Generating an "optimal" circuit from a language construct

We use high level languages to provide an abstraction against the hardware, OS, system services we want to use. The compiler is responsible for this mapping. So when I write a simple loop

for(i=1;i<N;i++)
{
a[i] = b[i] +c[i];
}


or for you Fortran types out there

do i=0,N-1
a(i)=b(i)+c(i)
enddo


The compiler will turn that into an assembly language loop, which loads an iteration counter (i) into a register, either load registers with a[i], b[i], and c[i], or do memory operations to load compute and then save.
While I am sitting here thinking about how to build a fast circuit to do this computation, and not this shouldn’t be hard, it occured to me that the compiler has a fixed, albeit general, model of the processor within it.
Well of course.
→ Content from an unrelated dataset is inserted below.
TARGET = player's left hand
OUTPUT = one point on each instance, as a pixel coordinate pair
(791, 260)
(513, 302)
How else could it generate instructions, and optimize them …
Ok. Now remove the constraint of a fixed model. The issues will be similar, but now you get to ask a question of how best to represent this particular operation as a circuit. I am wondering how much sense it makes to go in a partially opposite direction, where once you know where the code spends its time, you can replace the time expensive versions with circuits to do the equivalent computing. This is not a great epiphany, Stretch and a few others have been doing it.
The other issue is that not all codes spend large amounts of time in one or two functions. And if they did, you have something akin to an Amdahl’s law in operation. Even if you could make the most time expensive portions vanish in an infinitely fast processor, you are limited by the time-inexpensive portions which now dominate the calculation.
So while this is an interesting direction, I am not sure it is the best, or the most general one.
Right now we use APIs to control APUs from a central program. We pre-define their functions, and then issue ostensibly library calls to them. I think we have something there. But the APU needs to be tightly coupled to the machine for this to work. Long latencies, low memory access bandwidth, forcing a particular programming model are bound to fail in the end, as they would not be general enough.
What you need is to make the APU function like a library, or as an extended instruction processor that augments the existing system, in such a way that the end user simply uses a library. This strongly suggests focusing upon primatives as a method to do calculations. Create an GEMM primative. Now with this, you can build matrix calcs. Create a blastwordsearch primative to scan through data in ram, in parallel. Now you can build a better/faster blast.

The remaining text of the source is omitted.